Ia pun selalu memandang rendah Tao Shenglin, “Tao Shenglin, kamu benar-benar payah, makan bakaran saja nggak kuat, nggak berguna, nggak berguna, hahaha!”
Tao Shenglin menyadari bahwa ternyata ia begitu memalukan, merindukan masa muda yang tak akan pernah kembali.
Xia Chuyu tidak bergerak. Tangannya berusaha melepaskan diri, dan karena Tao Shenglin tidak menahan, ia pun menarik tangannya dan pergi dengan langkah mantap.
Tao Shenglin buru-buru menyusul, namun ekspresi Chuyu sangat datar, seperti angin yang lewat. Ia berkata, “Mobilnya sudah datang, kamu pulang saja.”
Ia duduk di deretan kursi paling belakang bus, di dekat jendela yang lebih tinggi dari kursi lainnya. Remaja itu berdiri di bawah angin senja, memandang dari kejauhan sampai akhirnya ponsel di sakunya berdering. Ia melirik sebentar, lagi-lagi nomor itu. Ia langsung menekan tombol tutup.
Di seberang sana, sang putri yang ditelepon, Xiang Ruqing, jelas merasa kesal. Ia merasa jarang-jarang dirinya yang memulai menghubungi seorang laki-laki, tapi malah mendapat respon dingin, benar-benar kejadian langka.
“Ruqing, ayo masuk, minum bareng!” Temannya memotong niatnya menelpon lagi.
Xiang Ruqing menutup ponsel. “Sebentar lagi.”
Setelah beberapa putaran minum, obrolan mulai mengarah ke gosip terbaru.
“Ruqing,” seorang laki-laki dengan wajah nakal meletakkan tangannya di bahu Xiang Ruqing, “Seorang temanku kenal Qin Ci, mau nggak aku minta dia bantu ngajarin teman sekelasmu yang sok itu?”
Langsung ada yang menimpali, “Iya, kan dia baru saja dikontrak oleh Li Lin, dan Qin Ci itu orang yang menaikkan nama Li Lin. Kesempatan bagus malah direbut cewek itu begitu saja. Kami benar-benar nggak rela buat kamu.”
Xiang Ruqing meneguk minuman “Bunga Teratai”-nya, “Hajar saja! Tentu harus dihajar! Dengar ya, Jiu Shaodong, kalau kamu bisa bikin dia jatuh, aku pasti akan bilang banyak hal baik soal kamu ke ayahku!”
Mendapat janji dari Putri Besar Xiang, laki-laki itu langsung tersenyum lebar, semua orang tahu ayah Xiang Ruqing, orang yang dihormati baik di dunia hitam maupun putih.

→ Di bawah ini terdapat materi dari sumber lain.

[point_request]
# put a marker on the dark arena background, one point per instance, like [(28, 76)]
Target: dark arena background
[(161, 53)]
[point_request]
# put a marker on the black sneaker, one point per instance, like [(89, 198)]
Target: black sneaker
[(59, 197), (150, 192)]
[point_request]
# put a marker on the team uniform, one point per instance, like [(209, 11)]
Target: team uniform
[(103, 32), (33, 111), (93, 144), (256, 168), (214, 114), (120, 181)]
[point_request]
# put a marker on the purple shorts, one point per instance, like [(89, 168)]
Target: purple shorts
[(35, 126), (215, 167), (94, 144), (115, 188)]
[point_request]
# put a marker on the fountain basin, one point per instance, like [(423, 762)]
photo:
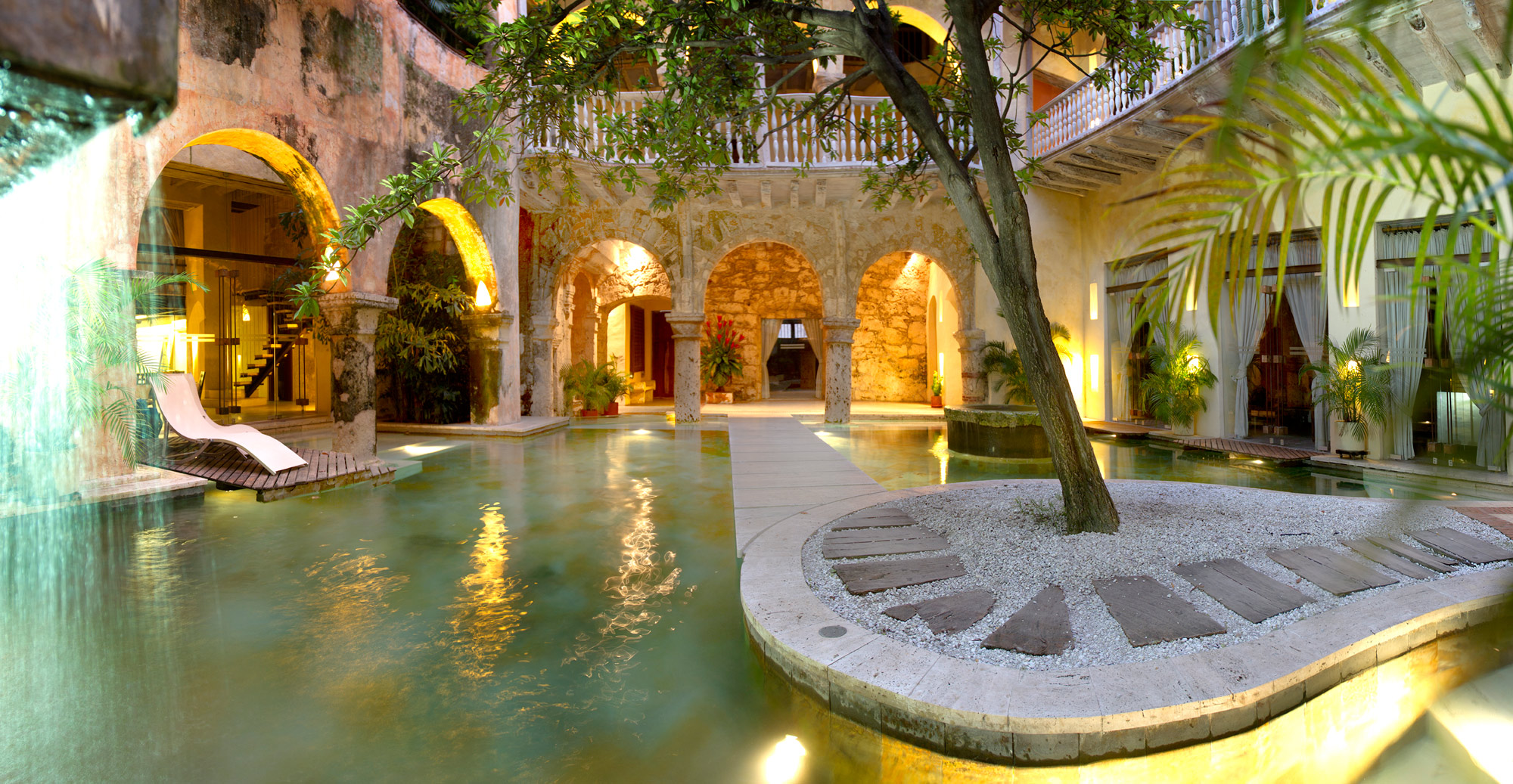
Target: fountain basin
[(999, 432)]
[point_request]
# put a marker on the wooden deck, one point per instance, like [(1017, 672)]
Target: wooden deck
[(1126, 430), (232, 471), (1269, 451)]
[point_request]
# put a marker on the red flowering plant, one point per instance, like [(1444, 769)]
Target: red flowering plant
[(722, 352)]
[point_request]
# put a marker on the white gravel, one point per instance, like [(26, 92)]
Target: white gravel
[(1163, 524)]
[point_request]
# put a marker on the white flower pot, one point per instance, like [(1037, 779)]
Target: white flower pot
[(1347, 439)]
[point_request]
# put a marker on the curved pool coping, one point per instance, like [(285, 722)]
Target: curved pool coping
[(986, 711)]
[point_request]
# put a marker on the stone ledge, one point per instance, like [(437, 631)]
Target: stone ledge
[(995, 713), (529, 426)]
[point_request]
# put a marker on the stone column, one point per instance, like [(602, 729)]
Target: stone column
[(974, 380), (839, 333), (688, 335), (545, 392), (353, 317), (488, 339)]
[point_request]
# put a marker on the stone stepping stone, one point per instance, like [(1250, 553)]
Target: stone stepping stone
[(1250, 593), (1331, 571), (1414, 554), (1464, 547), (868, 577), (1391, 560), (862, 542), (948, 613), (1151, 613), (1043, 627), (874, 518)]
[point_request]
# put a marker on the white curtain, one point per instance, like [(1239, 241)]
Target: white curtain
[(815, 332), (1474, 377), (1250, 318), (1305, 296), (1403, 324), (769, 339)]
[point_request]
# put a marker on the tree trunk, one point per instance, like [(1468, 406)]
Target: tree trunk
[(1005, 250)]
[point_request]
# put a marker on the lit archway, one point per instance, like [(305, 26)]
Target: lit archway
[(471, 246)]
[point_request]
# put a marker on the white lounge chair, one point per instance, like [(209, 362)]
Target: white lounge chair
[(179, 403)]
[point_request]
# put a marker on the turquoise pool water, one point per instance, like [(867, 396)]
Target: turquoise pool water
[(910, 454), (564, 609)]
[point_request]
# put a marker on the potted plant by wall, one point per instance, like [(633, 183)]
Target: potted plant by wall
[(585, 382), (1178, 377), (1355, 385), (721, 358), (617, 385)]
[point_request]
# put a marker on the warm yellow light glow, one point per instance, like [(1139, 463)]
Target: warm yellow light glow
[(784, 763), (465, 232)]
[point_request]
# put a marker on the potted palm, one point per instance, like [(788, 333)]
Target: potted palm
[(1355, 385), (1178, 377), (721, 358), (585, 382)]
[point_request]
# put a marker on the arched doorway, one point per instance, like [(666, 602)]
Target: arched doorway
[(772, 294), (244, 214)]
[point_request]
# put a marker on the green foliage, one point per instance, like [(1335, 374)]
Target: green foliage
[(721, 358), (1178, 377), (1355, 380), (1007, 365), (423, 344)]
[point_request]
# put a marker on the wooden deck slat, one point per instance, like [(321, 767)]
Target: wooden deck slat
[(862, 542), (1400, 565), (955, 612), (866, 577), (1329, 569), (1464, 547), (1414, 554), (1043, 627), (1151, 613), (1250, 593)]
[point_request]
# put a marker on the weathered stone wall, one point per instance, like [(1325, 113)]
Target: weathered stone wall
[(756, 282), (889, 352)]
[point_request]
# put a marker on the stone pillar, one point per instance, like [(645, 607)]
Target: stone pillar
[(353, 317), (488, 339), (688, 335), (839, 333), (545, 392), (974, 380)]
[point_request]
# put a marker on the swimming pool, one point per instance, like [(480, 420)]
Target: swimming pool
[(915, 453), (564, 609)]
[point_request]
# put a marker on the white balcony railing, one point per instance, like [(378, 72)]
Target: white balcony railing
[(791, 146), (1086, 108)]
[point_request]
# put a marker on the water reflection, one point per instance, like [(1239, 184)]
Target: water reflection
[(489, 612)]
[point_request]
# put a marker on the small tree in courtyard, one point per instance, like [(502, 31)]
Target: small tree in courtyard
[(713, 111)]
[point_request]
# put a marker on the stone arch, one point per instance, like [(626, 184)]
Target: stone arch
[(765, 280), (471, 246)]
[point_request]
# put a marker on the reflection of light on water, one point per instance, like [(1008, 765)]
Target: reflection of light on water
[(642, 586), (783, 764), (489, 613), (942, 453)]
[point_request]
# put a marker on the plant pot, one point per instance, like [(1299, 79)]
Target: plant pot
[(1347, 439)]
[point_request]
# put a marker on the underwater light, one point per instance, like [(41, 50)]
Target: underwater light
[(784, 761)]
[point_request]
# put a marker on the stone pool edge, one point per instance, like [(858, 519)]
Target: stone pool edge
[(986, 711)]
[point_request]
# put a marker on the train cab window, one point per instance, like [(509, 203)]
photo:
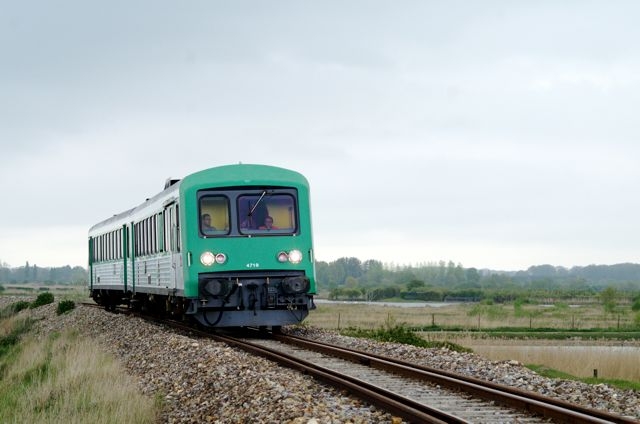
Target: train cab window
[(267, 213), (214, 215)]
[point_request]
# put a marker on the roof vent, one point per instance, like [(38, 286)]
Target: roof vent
[(170, 182)]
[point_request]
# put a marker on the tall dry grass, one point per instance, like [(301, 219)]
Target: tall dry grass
[(370, 316), (611, 362), (68, 379)]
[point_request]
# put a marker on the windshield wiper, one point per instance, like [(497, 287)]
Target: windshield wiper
[(257, 203)]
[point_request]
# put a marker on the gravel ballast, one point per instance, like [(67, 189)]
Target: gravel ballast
[(205, 381)]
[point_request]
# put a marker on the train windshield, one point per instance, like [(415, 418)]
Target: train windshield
[(214, 215), (267, 212)]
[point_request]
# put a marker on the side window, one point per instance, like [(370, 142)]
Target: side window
[(171, 230), (214, 215), (267, 214)]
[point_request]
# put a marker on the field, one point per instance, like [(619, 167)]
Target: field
[(576, 340)]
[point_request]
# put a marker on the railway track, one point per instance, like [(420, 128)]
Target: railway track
[(413, 392)]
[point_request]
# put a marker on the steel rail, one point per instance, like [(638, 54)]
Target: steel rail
[(387, 400), (558, 410)]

Suasana di ruang privat itu pun kembali ramai dengan obrolan besar, Xiang Ruqing bersandar malas di sofa, membuka galeri foto diam-diam yang baru-baru ini ia potret.
Satu per satu, semuanya adalah Tao Shenglin.
Tak lama kemudian, giliran Xia Chuyu resmi melapor ke Gu Antang.
Saat itu, semua orang di kampus sibuk menyiapkan koreografi akhir semester, sementara Chuyu, karena prestasinya di lomba besar, langsung mendapat nilai A+ untuk semua mata pelajaran praktik dari sekolah. Ia jadi hampir kewalahan dengan celotehan Shui Ling, seperti “Kenapa aku nggak punya nasib jadi bintang sepertimu?”, “Padahal aku juga nggak jelek,” “Badan juga oke banget,” disertai ekspresi merenung dan bergaya di depan cermin, membuat Chuyu selalu kewalahan.